《土地褒めに込めた思い》

二条のきさきのまた東宮のみやすんところと申しける時に、おほはらのにまうてたまひける日よめる なりひらの朝臣

おほはらやをしほのやまもけふこそはかみよのこともおもひいつらめ (871)

大原や小塩の山も今日こそは神世の事も思ひ出づらめ

「二条の后がまだ東宮の御息所と申した時に、大原野に詣でなさった日詠んだ 業平の朝臣
大原よ。小塩の山も今日は神代の事も思い出しているのだろうが・・・。」

「(大原)や」は、間投助詞で詠嘆を表す。「(山)も」は、係助詞で類似を表す。「(今日)こそは」の「こそ」は、係助詞で強調を表し係り結びとして働き文末を已然形にし次の文に逆接で繋げる。「は」は、係助詞で取り立てを表す。「(事)も」は、係助詞で類似を表す。「(思ひ出づ)らめ」は、助動詞「らむ」の已然形で現在推量を表す。
東宮の御息所が参詣された大原野神社よ。小塩の山も御息所が参詣する今日こそはそれを祝うだけでなく、神代の事も思い出しているのでしょう。しかし、それだけではありません。私もあなたと今日こうして逢えたことを喜ぶだけでなく、あの尊い昔のことも思い出しています。そして、きっとあなたもそうであると信じています。
まず「大原や」と言い、御息所が訪れた大原野神社を讃える。
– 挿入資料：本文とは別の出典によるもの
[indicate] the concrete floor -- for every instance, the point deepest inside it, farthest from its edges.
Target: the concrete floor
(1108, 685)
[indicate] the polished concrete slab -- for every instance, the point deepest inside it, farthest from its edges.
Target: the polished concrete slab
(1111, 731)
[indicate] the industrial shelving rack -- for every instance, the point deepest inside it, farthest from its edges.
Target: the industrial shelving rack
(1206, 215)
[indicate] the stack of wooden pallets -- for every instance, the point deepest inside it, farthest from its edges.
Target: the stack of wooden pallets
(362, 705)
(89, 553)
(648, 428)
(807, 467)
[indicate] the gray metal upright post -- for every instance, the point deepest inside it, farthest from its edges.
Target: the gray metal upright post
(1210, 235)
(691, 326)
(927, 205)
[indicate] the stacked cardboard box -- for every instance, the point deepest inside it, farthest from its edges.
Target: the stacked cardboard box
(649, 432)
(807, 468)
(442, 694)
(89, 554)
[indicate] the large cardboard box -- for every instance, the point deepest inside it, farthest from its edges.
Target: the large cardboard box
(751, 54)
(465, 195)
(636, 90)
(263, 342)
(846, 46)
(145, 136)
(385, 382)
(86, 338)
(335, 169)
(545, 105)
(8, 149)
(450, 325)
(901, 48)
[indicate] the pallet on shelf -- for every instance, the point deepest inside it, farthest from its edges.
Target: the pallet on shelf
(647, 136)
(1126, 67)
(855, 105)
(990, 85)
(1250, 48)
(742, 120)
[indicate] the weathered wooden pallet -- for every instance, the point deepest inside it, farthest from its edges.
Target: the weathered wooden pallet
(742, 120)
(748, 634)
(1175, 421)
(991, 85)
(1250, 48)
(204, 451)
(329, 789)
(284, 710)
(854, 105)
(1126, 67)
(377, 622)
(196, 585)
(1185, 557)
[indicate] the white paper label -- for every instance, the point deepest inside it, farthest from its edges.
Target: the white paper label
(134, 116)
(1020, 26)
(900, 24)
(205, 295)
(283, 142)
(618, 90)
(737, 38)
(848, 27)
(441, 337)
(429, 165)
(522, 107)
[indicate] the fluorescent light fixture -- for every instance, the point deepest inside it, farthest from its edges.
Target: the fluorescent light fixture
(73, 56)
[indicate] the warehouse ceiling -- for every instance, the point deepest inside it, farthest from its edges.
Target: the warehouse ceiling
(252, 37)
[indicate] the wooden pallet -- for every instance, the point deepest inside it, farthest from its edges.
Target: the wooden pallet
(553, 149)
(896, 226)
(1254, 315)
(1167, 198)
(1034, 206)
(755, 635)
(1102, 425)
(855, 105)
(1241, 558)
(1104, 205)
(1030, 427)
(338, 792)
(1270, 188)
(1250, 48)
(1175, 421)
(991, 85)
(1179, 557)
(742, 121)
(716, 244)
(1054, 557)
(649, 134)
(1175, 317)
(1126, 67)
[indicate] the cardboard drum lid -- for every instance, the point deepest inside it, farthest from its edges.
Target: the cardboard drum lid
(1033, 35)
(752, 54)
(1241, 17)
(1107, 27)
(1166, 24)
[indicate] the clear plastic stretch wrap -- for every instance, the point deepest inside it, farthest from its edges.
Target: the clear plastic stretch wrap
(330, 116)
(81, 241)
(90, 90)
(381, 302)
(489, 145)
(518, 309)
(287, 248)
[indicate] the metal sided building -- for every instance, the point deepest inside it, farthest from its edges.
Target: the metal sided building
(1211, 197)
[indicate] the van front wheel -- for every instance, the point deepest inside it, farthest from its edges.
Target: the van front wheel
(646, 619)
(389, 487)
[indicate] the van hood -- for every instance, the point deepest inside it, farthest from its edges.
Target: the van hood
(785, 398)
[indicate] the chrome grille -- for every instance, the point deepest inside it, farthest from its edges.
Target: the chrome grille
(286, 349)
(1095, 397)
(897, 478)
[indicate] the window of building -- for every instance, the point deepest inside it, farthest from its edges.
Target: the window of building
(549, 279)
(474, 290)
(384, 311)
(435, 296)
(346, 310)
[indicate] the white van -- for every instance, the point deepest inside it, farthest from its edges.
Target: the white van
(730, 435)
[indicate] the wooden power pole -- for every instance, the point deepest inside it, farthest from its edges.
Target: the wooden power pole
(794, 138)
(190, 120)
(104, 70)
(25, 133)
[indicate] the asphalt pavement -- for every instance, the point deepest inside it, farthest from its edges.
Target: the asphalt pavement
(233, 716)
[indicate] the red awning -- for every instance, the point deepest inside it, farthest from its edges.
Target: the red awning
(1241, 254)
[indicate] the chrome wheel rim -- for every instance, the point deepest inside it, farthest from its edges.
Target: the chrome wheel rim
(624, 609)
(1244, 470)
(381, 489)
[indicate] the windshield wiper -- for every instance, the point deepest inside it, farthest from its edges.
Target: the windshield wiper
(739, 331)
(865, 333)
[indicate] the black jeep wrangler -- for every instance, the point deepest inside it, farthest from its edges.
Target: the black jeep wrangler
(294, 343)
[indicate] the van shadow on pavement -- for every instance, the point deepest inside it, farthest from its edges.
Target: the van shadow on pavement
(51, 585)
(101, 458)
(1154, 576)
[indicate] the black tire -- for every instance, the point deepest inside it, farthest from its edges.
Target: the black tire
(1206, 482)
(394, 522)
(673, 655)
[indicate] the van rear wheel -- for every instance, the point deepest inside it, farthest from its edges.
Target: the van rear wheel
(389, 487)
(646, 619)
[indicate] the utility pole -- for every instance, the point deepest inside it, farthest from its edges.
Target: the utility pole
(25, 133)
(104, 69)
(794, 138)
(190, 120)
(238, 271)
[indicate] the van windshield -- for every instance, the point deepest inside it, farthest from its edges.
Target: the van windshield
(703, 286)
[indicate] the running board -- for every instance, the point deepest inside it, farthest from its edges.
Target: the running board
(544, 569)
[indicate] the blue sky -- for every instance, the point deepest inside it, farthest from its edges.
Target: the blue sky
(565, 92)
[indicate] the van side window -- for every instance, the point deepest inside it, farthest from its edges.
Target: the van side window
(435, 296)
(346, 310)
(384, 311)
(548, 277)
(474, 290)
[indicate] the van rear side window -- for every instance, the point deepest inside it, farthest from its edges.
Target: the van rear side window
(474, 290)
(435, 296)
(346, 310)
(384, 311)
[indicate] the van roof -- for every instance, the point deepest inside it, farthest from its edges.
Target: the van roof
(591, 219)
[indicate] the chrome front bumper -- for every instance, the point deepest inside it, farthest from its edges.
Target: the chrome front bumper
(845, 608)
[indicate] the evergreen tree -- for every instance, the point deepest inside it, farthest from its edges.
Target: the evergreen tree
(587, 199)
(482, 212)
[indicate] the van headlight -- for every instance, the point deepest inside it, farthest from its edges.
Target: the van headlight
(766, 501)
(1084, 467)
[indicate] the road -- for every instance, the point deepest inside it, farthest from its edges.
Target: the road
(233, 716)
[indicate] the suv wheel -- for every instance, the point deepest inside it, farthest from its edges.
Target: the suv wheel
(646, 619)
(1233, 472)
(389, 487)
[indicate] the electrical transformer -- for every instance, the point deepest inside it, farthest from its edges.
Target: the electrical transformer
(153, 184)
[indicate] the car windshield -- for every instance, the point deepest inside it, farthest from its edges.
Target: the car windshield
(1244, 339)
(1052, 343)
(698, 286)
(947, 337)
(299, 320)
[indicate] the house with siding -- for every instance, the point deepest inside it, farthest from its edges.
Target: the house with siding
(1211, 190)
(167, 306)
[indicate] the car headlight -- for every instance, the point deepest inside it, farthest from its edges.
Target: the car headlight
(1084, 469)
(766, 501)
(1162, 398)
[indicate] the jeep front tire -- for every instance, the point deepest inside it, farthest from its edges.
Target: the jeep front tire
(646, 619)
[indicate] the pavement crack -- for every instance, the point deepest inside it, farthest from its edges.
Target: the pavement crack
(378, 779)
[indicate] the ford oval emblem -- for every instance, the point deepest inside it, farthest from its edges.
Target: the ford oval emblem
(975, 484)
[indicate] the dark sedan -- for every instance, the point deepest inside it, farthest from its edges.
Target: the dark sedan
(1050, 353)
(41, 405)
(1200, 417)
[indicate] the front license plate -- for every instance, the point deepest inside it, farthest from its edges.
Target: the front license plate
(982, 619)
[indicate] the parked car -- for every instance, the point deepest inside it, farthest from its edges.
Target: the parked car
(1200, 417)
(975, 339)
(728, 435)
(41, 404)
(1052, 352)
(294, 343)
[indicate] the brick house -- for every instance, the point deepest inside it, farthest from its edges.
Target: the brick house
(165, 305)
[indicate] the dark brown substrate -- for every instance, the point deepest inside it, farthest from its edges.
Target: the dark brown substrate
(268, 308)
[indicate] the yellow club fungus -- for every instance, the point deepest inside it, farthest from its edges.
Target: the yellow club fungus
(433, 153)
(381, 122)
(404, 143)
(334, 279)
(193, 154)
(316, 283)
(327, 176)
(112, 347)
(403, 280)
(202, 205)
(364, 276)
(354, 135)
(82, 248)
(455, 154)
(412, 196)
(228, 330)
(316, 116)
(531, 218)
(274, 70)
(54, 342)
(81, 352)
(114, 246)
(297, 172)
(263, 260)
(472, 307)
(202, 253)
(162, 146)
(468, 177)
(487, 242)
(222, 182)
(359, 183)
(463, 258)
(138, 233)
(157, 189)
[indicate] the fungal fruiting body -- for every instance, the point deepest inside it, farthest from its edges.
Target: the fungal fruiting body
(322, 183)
大原野神社は、小塩の山の麓にある藤原氏ゆかりの神社である。「神代の事」とは、ニニギの命が天降りの時に藤原氏の祖神であるアメノコヤネの命が補佐したことを言う。したがって、この歌は、藤原氏が今でも栄えている事への賛辞になっている。これがこの歌の公的な役割である。ただし、この歌には、それだけではない私的な含みがある。それをまず「(小塩の山)も」と「(神代の事)も」の二つの「も」により暗示する。次に「こそ」による係り結びによって、「思ひ出づ」何かが他にもあることを暗示する。それは、この歌を贈られた二条の后だけにわかるの何かである。したがって、歌はそれ自体で十分な贈り物になるのである。編集者は、こうした表現の二重構造を評価したのだろう。ちなみに、『伊勢物語』七六段では、この歌が詠まれた経緯を二条の后と業平の若い頃の恋の逃避行を暗示する物語に仕立てている。

コメント

  1. すいわ より:

    風景を詠み込んだ寿ぎの歌。表向きには誰もが雄大な光景と連綿と続く時間を思い描く訳ですが、“も”のたった一文字で特定の人には別のメッセージとして伝わる。見事なダブルフェイスの歌をたった三十一文字で成し遂げる才気に圧倒されます。こんなやり取りで意思疎通していた平安人たち、敵いませんね。こんな歌を読んだら物語に編まずにいられなかったのでしょう。『伊勢物語』の中でも第七十六段、強く印象に残っています。コメント書くのにも力が入った事を思い出しました。

    • 山川 信一 より:

      『伊勢物語』の作者は、この歌から想像力を膨らませてのでしょうね。第七六段のコメントを読み返してみました。素晴らしい鑑賞でしたね。読んでいない方がいたら、是非読むことをお勧めします。